Consisting of of described hemolytic agent: 8.3% ammonium chloride and 15% paraformaldehyde.
Described probe solution comprises antiseptic, and described antiseptic is Sodium azide.
Described phosphate buffer is also containing containing antiseptic, and described antiseptic is Sodium azide.
The addition of described Sodium azide is 0.05 ~ 0.1%, is preferably 0.1%.
The concentration of the phosphate buffer used in kit is 0.8 ~ 1M, is preferably 1M, the pH=7.4 of this phosphate buffer.

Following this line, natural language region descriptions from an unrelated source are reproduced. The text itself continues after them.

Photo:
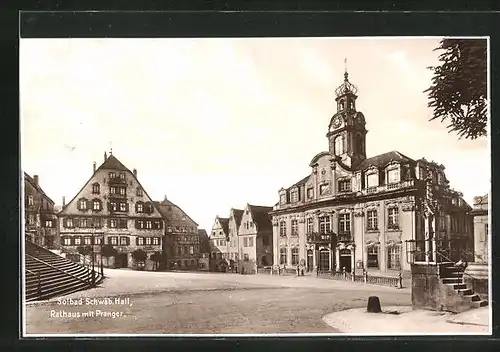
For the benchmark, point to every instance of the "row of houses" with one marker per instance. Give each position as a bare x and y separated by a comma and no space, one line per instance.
352,212
112,208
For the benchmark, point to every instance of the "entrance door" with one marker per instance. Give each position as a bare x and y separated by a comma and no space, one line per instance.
310,261
345,260
324,260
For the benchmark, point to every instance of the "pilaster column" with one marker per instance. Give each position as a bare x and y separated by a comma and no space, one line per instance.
353,259
337,259
330,255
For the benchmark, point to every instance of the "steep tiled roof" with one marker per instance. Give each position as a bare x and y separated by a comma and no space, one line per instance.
164,209
383,159
224,222
203,239
260,215
238,214
37,187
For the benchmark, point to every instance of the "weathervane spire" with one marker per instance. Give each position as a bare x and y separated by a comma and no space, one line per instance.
345,69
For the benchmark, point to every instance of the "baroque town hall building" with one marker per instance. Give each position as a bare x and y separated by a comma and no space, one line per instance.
355,213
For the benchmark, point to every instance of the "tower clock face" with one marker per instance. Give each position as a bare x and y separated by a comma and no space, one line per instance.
337,122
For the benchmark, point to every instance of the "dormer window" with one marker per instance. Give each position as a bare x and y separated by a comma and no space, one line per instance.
138,192
393,176
344,185
283,198
96,205
339,145
324,188
372,180
310,192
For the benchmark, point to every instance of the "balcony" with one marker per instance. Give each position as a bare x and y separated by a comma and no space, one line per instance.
316,237
344,236
388,187
117,181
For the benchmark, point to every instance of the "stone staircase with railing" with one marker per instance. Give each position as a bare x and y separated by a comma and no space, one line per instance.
459,295
49,275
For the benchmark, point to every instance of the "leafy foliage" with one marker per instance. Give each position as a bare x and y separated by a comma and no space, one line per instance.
84,250
139,255
458,92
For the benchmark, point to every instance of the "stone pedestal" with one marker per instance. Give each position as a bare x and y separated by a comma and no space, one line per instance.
479,279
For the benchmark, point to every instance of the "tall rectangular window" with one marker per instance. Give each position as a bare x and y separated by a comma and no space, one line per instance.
324,224
372,180
310,192
283,255
394,262
372,260
393,176
282,228
295,227
372,220
310,225
344,185
295,256
345,222
393,215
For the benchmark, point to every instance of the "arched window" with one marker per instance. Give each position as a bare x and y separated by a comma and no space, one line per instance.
82,204
139,207
339,145
96,205
341,104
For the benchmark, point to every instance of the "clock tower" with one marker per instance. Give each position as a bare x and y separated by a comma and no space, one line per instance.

It is pointed out that because children are without chronic lymphocytic leukemia, chronic myelocytic leukemia is few, and if no special instructions, leukaemia mentioned in the application all refers to acute leukemia.
Compared with prior art, beneficial effect of the present invention is:
Fluorescence probe of the present invention can be combined by the tumor cell specific in marrow, no cross reaction, can accurately quickly through Flow cytometry rhabdomyosarcoma and neuroblastoma whether bone marrow neoplasms, there is very high specificity (can reach 100%) and sensitivity, acute leukemia initial cell can be distinguished simultaneously, accurately simple and quick, there is good potential applicability in clinical practice.
Accompanying drawing explanation
Fig. 1 is the Wright's staining result figure of the present invention to embodiment 1 Bone Marrow of Patients sample; Wherein, A is rhabdomyosarcoma bone marrow neoplasms, and B is neuroblastoma bone marrow neoplasms.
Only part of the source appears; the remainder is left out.